He could make use of those qualities.

Tonight she looked even taller than her official 5’8”, three-inch heels shooting her up well over his height. The diagonally-cut sheath was ideal for her build, baring and emphasizing her swimmer’s shoulders. An outrageously large diamond solitaire snuggled up to the gold wedding band on her slim, artist’s hand. He’d taken the time to view some of her paintings in the O’Brien Collection, on loan to the Smithsonian’s Renwick Gallery. She favored pastel landscapes over oils.

Lucius smiled.
A woman of many talents!

More importantly, from his perspective, this was a woman with a great deal to lose, if she dared turn him down. Although it might take some time before she realized the ultimate cost of refusing him.

The music upstairs changed abruptly while he smoked and watched her continue fiddling with the phone. Latino ballads gave way awkwardly to a Cole Porter medley. “What is This Thing Called Love?” and “Let’s Fall in Love.” Then a third tune whose title he couldn’t place.

Porter, he could appreciate. The composer had been a complex, driven man—someone he could identify with. Tonight he, Lucius, was
electric
! Stalking. On the hunt. But he forced himself wait for her.

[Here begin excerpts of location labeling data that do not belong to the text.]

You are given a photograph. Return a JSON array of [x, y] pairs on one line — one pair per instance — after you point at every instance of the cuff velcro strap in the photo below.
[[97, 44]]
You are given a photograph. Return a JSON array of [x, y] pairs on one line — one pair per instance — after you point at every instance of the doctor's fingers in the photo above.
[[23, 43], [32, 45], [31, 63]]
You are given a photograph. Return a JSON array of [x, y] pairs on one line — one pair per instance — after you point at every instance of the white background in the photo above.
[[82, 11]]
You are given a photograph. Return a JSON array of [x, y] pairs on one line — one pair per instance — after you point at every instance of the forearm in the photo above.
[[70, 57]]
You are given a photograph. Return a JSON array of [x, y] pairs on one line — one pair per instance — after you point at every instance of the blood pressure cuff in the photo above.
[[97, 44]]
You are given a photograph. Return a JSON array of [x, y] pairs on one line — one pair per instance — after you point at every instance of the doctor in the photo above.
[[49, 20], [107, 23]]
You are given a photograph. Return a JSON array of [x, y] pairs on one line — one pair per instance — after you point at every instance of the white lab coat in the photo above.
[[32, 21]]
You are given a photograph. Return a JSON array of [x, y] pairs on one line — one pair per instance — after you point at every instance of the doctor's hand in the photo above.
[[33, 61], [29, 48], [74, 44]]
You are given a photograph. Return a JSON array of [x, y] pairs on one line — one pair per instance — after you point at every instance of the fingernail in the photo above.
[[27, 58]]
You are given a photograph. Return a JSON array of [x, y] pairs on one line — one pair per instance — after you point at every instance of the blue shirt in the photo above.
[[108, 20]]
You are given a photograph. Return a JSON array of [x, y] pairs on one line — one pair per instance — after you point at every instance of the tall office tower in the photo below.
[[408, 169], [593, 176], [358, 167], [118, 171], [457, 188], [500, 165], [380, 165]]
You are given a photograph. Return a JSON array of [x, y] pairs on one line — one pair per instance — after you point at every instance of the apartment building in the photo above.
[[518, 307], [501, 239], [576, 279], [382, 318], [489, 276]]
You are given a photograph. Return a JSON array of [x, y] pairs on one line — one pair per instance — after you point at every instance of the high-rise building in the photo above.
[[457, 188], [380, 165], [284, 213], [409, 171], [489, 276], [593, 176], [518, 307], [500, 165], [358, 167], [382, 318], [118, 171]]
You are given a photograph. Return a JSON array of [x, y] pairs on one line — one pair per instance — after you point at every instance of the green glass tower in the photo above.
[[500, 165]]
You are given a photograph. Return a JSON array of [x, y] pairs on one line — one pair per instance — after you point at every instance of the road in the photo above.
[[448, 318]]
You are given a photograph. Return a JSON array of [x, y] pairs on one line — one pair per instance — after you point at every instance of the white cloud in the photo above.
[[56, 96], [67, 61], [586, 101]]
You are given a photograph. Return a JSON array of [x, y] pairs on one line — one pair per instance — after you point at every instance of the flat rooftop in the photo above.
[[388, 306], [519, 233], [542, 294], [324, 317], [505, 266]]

Patience, patience...always.

She couldn’t get her call to go through—no surprise to him!

“Damn Verizon!” she swore.

Lucius smiled. “AT&T isn’t much better. Technology sucks. Right when you need things to work, they—”

“I’m sorry,” she interrupted him, eyes flashing to emerald fire. “I don’t think I know you.” Her words were polite, but she clearly didn’t trust him.

“You don’t know me, yet,” he said. “But I need to speak with you. About your mama. I’m afraid she’s got herself in terrible trouble.”

Her face initially registered surprise, but almost immediately cleared of all traces of emotion. As if she’d intentionally wiped clean the slate of her features. “Oh?” She shoved the phone back into her purse, as if hoping he hadn’t noticed her hand shimmy with nerves, nearly dropping the thing. But he had. He noticed everything.

 

Mercy stared at the strange little man in the rumpled, shit-brown suit. His skin was a choleric white, his hairline unabashedly receding, no attempt at a comb-over. He wore metal-rimmed eyeglasses, with moderately thick lenses. He looked like a bank clerk. Or an accountant. An out-of-work one. He didn’t seem to belong at a diplomatic reception. His clothes might have been purchased at a Goodwill thrift shop. Worn without benefit of dry cleaner or iron.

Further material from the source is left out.